С Костыриным Андрей Аверьянович не виделся около года, с тех пор, как по его просьбе взял дело Олега Седых. После суда они распрощались, высказав намерение как-нибудь встретиться и посидеть за рюмкой доброго коньячка. Но конечно же, не встретились и не посидели: все недосуг.
Увидев Петрова в учительской, Костырин изумился.
— Какими судьбами, Андрей Аверьянович?
— Шел мимо, вспомнил, что вы здесь работаете, дай, думаю, загляну.
Костырин улыбнулся недоверчиво.
— Чтобы вы — и так просто…
— Есть кое-какой интерес, не скрою, — признался Андрей Аверьянович.
— Всегда к вашим услугам. Пойдемте в исторический кабинет, там никто нам не помешает.

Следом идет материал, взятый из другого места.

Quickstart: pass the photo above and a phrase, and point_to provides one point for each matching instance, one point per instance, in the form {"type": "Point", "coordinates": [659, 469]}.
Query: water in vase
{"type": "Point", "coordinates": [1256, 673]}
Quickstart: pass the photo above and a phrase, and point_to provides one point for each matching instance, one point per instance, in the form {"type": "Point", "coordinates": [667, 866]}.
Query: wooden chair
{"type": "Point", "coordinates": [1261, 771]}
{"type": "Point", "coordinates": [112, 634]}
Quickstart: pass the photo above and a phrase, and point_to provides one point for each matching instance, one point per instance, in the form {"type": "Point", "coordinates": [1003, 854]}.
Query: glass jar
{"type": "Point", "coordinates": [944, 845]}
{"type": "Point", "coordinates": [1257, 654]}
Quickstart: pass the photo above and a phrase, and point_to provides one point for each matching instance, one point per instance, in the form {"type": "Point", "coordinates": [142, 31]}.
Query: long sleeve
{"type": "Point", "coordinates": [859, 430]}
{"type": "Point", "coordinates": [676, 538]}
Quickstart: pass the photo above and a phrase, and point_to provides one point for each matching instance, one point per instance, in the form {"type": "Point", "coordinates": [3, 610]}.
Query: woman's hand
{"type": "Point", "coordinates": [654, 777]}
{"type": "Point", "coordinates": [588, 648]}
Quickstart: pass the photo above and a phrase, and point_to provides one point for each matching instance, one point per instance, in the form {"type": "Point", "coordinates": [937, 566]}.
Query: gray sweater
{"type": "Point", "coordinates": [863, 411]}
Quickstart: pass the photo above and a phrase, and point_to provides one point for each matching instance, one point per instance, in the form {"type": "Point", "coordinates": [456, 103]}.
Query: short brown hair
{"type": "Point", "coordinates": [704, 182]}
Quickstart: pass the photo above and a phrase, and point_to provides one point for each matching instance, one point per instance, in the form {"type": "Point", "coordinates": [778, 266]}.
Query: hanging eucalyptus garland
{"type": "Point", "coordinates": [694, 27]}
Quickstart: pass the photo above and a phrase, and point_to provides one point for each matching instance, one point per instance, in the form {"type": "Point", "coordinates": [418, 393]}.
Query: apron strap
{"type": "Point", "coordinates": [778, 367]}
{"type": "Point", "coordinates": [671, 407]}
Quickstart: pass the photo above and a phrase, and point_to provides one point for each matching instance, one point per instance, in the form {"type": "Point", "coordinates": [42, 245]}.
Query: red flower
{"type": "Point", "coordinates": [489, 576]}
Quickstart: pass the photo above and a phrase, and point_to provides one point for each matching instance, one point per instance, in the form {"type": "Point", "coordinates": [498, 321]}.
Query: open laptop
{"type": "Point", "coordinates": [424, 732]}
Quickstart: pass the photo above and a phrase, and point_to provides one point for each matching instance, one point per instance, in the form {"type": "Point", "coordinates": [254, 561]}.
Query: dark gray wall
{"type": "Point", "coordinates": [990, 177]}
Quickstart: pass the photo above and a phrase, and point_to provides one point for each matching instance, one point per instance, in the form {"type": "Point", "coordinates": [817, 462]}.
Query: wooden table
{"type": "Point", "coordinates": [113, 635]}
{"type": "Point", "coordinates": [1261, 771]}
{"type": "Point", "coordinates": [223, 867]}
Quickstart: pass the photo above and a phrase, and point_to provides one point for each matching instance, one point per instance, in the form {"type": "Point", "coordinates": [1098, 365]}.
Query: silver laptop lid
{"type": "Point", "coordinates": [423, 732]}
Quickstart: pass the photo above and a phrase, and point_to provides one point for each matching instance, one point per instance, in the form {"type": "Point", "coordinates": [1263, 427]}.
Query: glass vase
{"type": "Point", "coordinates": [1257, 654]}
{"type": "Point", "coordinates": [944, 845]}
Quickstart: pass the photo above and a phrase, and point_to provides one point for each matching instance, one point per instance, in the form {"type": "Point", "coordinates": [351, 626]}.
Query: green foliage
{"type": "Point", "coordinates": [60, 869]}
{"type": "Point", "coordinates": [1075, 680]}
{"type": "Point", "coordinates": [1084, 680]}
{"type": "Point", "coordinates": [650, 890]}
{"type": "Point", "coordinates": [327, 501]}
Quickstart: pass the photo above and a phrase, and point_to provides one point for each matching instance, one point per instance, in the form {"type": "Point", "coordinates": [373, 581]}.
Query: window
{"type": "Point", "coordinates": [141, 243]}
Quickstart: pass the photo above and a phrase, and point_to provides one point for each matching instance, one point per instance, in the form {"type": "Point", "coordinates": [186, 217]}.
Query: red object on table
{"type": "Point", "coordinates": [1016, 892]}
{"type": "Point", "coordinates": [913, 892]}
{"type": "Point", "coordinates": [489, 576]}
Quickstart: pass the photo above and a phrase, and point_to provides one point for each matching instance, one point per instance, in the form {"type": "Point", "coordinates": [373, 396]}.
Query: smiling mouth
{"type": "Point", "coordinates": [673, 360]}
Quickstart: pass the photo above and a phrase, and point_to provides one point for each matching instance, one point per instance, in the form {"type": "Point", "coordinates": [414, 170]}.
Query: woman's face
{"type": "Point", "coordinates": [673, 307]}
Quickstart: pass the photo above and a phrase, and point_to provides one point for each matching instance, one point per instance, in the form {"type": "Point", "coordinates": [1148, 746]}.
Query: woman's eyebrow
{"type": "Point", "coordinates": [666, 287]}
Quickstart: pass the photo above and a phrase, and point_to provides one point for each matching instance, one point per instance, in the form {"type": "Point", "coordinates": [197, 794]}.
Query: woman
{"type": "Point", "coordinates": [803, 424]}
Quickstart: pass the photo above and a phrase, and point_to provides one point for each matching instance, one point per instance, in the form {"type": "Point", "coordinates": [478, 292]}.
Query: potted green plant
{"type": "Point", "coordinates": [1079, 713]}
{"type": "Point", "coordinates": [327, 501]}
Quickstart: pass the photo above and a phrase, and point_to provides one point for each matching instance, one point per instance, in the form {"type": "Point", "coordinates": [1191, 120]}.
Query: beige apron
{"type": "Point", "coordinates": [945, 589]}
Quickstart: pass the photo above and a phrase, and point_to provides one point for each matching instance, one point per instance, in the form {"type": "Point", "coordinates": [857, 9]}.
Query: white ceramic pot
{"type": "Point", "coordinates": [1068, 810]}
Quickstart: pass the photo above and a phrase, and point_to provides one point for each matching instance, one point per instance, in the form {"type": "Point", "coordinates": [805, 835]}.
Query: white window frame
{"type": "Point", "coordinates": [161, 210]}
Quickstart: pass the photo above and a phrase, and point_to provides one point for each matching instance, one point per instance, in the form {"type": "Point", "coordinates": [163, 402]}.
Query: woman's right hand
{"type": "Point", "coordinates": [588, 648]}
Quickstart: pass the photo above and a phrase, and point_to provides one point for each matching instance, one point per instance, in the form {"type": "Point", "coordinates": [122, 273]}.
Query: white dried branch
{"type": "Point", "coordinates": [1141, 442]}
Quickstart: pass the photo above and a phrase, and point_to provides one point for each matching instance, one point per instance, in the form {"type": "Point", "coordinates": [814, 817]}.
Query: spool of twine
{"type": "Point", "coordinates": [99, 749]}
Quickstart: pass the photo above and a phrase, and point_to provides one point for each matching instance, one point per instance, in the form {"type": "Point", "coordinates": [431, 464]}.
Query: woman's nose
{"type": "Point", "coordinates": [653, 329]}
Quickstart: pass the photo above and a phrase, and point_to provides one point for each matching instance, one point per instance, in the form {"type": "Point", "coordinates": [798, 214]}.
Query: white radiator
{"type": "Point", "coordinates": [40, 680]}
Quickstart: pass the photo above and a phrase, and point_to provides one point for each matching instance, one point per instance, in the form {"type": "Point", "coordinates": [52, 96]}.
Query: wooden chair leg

Они поднялись этажом выше и вошли в небольшую комнату, увешанную историческими картами, заставленную гипсовыми слепками с бюстов античных деятелей. Андрей Аверьянович подошел к Юлию Цезарю и постучал ногтем по круглой голове великого полководца.
— И ты, Брут! — усмехнулся Костырин. — Почему-то чаще других именно Цезарю достается от любознательных учеников.
— Удивительный купол, он меня всегда поражал совершенством формы.
— Какие высокие мысли рождались под этим куполом! — не без торжественности произнес Костырин.
— Вот этого я бы не сказал. Мысли были заурядные: прийти, увидеть, победить… Вы, наверное, помните эту невеселую историю, которая приключилась весной во Втором автобазовском переулке?
— Убийство?
— Да. Один молодой человек застрелил другого из охотничьего ружья.
— Помню.
— Действующие лица, видимо, были учениками вашей школы?
— Были, — сказал Костырин, — но в прошлом учебном году они у нас уже не учились.
— Вы их знали — Николая Чижова, Владимира Спицына?
— Они учились у меня в восьмом классе.
— Вот как? На такую удачу я не рассчитывал.
— Вы кого же будете защищать, если не секрет?
— Почему же секрет? Николая Чижова.
— Это который…
— Который стрелял. Убийца.
Костырин омрачился.
— Я вам не завидую. У нас в школе и в этих автобазовских переулках общественное мнение таково, что ни о каком снисхождении к Чижову и речи быть не может. А вам придется…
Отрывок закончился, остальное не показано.